The Red Planet visual aesthetic and vibe of Battlestar Galactica, Season One, Episode 5, You Can't Go Home Again following Starbuck's narrow escape from a Cylon battle in Act Of Contrition (E4) left an impression. Visually the creators of the episode nail it. With her Viper destroyed Starbuck is forced to abort to a nearby moon parachuting in along with a sole Cylon Raider also damaged in the attack. The creators take us into the world of the enemy and Kara's own determination.
With her Viper out of flight commission and her oxygen running out (once again dramatically racing against the clock as the fleet did in 33), Starbuck works desperately to get the Cylon Raider back in service to escape the moon and return to the Galactica before leaving the sector.

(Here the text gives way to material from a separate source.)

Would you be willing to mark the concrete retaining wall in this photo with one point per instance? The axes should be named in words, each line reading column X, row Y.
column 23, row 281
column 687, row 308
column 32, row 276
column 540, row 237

One of the most intriguing sequences visually comes in the form of the realization by Starbuck that the Cylon Raiders themselves in the new series are completely filled with bio-mechanical guts rather than actual centurion pilots. In a nice bit of mythology building for the new series versus the old is discovering that the spacecrafts for the Cylons are essentially alive. They are bio-engineered to operate without Centurions as it was in the original show as we so vividly recall the trio of centurion pilots in the original craft. It's a clever evolution and avenue for the new series.
The Cylon Raiders themselves are a slick, crescent moon-shaped craft in the new series, though nothing quite matches the design of those classic Cylon Raider originals. Still, the face of the new Raider pays homage to the old Cylons in appearance. They are of a simple design and effective and easily as sleek as the classic vessel, just not quite as a appealing in their lack of detail.

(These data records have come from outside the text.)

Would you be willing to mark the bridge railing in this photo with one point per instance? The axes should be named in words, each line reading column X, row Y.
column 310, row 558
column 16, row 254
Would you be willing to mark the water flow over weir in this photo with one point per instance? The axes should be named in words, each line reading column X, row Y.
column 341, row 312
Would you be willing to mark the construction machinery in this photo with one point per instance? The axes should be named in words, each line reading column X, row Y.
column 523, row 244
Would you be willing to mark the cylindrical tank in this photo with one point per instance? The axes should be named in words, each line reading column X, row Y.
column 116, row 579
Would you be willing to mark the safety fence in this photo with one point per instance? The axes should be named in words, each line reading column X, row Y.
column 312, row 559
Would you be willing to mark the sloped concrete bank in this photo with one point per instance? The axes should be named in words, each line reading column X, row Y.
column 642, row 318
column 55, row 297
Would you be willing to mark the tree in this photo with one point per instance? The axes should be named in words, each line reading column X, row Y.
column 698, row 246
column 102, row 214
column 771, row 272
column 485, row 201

One of the most interesting sequences is Commander Adama snapping at Colonel Tigh out of desperation and seeming guilt over the loss of Starbuck particularly following his unresolved exchange with her in Act Of Contrition. It's a powerful moment and one that reflects his love for Starbuck and his love for the pilots and crew of his ship.
One thread in this first season that continues to underwhelm is Karl Agathon or Helo with Sharon running about Caprica in a survival mode of their own as they try to determine a way off the planet. It's simply not especially gripping and those roving Cylons look just unimpressive with over a decade and half of aging computer animation. A revisit of the series wouldn't hurt in time.

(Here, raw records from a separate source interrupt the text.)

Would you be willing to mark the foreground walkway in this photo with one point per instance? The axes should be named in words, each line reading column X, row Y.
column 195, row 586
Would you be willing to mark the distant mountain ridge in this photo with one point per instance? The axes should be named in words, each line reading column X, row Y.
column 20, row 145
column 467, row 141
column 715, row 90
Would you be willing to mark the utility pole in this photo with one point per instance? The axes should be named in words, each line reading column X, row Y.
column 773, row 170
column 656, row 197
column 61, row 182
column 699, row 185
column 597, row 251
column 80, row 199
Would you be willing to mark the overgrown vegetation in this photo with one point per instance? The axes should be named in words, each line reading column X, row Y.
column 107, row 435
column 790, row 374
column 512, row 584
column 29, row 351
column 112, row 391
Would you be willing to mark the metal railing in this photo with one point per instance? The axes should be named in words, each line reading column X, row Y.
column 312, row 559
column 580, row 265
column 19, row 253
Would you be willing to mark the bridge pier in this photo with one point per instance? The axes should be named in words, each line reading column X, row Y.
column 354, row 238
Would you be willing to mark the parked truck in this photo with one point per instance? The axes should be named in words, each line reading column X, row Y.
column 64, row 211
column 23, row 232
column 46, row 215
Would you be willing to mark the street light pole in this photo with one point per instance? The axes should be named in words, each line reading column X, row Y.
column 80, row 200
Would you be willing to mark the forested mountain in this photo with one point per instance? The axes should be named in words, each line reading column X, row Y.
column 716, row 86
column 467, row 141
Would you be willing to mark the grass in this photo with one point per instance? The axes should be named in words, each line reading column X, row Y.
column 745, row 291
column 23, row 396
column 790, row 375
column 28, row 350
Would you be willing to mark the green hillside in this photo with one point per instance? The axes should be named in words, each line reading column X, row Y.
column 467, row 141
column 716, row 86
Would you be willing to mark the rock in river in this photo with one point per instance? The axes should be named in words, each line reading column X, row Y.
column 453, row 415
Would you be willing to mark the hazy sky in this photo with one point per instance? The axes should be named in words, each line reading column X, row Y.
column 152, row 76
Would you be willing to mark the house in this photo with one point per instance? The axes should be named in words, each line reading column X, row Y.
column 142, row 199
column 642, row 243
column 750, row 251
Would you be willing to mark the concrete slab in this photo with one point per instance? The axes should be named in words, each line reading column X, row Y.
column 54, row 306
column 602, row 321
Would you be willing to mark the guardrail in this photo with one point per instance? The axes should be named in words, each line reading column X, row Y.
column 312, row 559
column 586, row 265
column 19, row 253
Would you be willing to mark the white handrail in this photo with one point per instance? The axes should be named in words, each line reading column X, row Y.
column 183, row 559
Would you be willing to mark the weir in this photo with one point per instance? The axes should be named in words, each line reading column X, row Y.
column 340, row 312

You Can't Go Home Again displays a battle of wills between the military arm (Adama) of the fleet (though there are some intense and compelling moments between Tigh and Adama internally) and the civilian leadership (Roslin). Both are at odds and continue to set up the ongoing human conflict within the fleet of hawks and doves. Adama sees the needs of the one in Starbuck, personal as it may be, outweigh the needs of the many. This is clearly the grittier flipside of that selfless Star Trek II: The Wrath Of Khan outlook when Spock declares "The needs of the many outweigh" the needs of the few "or the one" which is the antithesis of the events in question here.
Upon introspection Adama and the crew prepare for jump to the next system, but not before Starbuck, operating inside of Cylon gore, makes it back to the Galactica.
The final scene between Starbuck and Commander Adama brings us full circle to those initial heart-wrenching moments in Act Of Contrition between the two. The paternalistic Adama ameliorates the falling out and repairs their bond by underscoring Kara as family with a kiss on her forehead relieved she is alive and back on board. With Zak gone this family may not be able to go back home the way it was ever again, but the bonds they form aboard the Galactica will continue to bring them home to each other. Family will endure in yet another form.
You Can't Go Home Again turns out another solid entry in the series first season and delivering closure on a high note, relatively speaking, one of the more optimistic of the series. It was also a highlight for the character played memorably by actress Katee Sackhoff.
Writer: Carla Robinson.
Director: Sergio Mimica-Gezzan (Raised By Wolves, The Terror, Invasion, Falling Skies and Terminator: The Sarah Connor Chronicles).